Fourth one this week.

The raucous lorry outside is getting closer, I can hear the bin guys voices now. They laugh, jeering, mocking. Crash. A bin is emptied. I make my way downstairs, the house is empty and the wooden rail on the stairs is cold to touch. Everything is quiet. As I make my way past the short runner with family pictures on and the oak bookcase – which was a little too large for the hall – I spot something odd. A pair of shoes. Her shoes. Lying, despondent in the middle of the hallway. They seem lost, abandoned – owner less. My head aches as I rack my brains trying to remember last night, but only a faint whisper of memory returns. Perfume. Her perfume? Maybe she was here last night.

Why can’t I remember more?

The empty bottles of vodka on the kitchen units offer an unwelcome explanation. Provided with the reason, my head begins to ache. Hangover. Ouch. The kitchen is a mess, bottles strewn across the side, vodka spilt and still dripping by the sink. There is all sorts on the floor. I follow the trail. Home phone, car keys, broken bottle, lip stick.. Lipstick? Hers. She definitely was here last night.

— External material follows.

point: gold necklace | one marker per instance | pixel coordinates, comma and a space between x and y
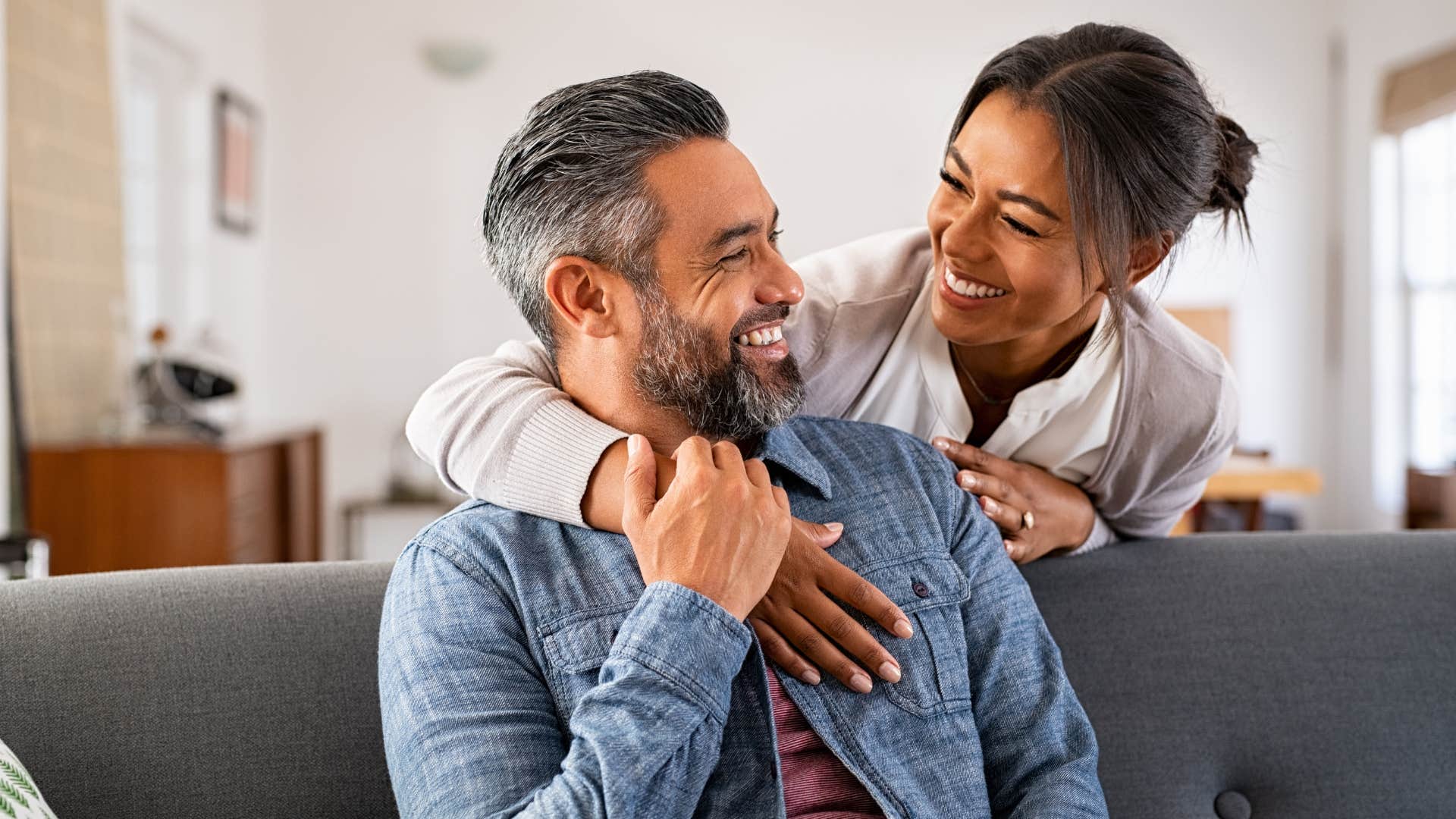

I slip. Floors wet. Grabbing out and steadying myself against the work top. My head spinning, as I reach up to cradle my pulsing temple I scuff my lip. Clumsy, but also sore. The skin is swollen, split on the left side. Did we fight? It would explain her absence and the state I am in right now. I’ll ring her. I’ll find out and we can sort it out once and for all.

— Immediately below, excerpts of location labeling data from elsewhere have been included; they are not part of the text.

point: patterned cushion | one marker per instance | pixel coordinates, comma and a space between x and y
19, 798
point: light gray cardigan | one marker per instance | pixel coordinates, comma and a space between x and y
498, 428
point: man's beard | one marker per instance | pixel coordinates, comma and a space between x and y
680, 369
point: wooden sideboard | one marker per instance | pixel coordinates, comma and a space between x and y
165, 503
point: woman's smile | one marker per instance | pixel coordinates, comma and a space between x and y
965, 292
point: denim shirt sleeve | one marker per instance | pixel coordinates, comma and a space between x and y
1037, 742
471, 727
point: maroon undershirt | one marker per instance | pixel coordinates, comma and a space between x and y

But, it’s collection day. Can’t miss collection day.

Against my initial instincts, I continue outside and drag my bin around to the front for the laughing, mocking bin guys to collect.

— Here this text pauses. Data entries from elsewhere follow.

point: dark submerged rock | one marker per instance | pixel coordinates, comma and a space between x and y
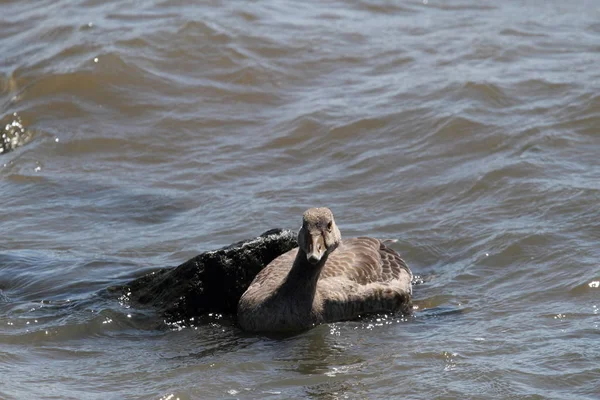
210, 282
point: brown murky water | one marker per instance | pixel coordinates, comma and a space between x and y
138, 134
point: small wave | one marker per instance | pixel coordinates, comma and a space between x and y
13, 134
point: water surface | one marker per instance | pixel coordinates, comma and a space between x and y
139, 134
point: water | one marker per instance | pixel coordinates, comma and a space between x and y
143, 133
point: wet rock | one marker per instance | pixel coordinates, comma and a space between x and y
212, 281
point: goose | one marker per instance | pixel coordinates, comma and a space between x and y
325, 279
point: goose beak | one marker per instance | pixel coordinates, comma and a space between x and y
316, 249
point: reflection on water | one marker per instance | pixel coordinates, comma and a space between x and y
137, 135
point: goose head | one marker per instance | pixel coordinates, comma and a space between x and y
319, 235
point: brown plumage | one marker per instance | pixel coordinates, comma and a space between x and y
325, 279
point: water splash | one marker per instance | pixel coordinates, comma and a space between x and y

As I enter the front yard one of them approaches. Just in time. 


I give a friendly little wave, feeling myself swaying from the lasting effects of last nights bingeOh. That’s right, I remember now.

The bin man approaches.

I remember coming in and her being here. Ready to talk, still in her work outfit. I had been in the bar since two am. Or was it pm? I have no idea.

The bin man raises his hand to wave back, but his polite greeting fades in his throat.

I was drunk, obviously. So she got angry. She hit me. My split lip.

The bin man stops where he is. Lazy, I think, as I begin to trundle my bin towards him.

She went into the kitchen. Then things get hazy. Fighting, arguing. Anger, so much anger.

The bin catches on something on the floor and falls side ways, it’s lid opens and it’s contents are cast out onto my lawn.

The bottle. It breaks when it hits her head.

I remember. 

Her body lies half in, half out of the bin. I look at the bin man, he looks at me. I then looks down at my hands. Covered in blood from my t-shirt. Soaked from cleaning her up, not from the wash. My feet as well, crimson ink splashed and smeared up my leg from where I slipped in the kitchen. I must have missed a spot.

I look back at the bin man – frozen to the spot. The others are approaching, wondering what is going on.

Well, this is awkward.

I kneel down and force the body back into the bin, righting it. The bin man still stands there – aghast.

I smile politely and nod my head to him and his colleagues.

“I apologise. Just recycling today, right?”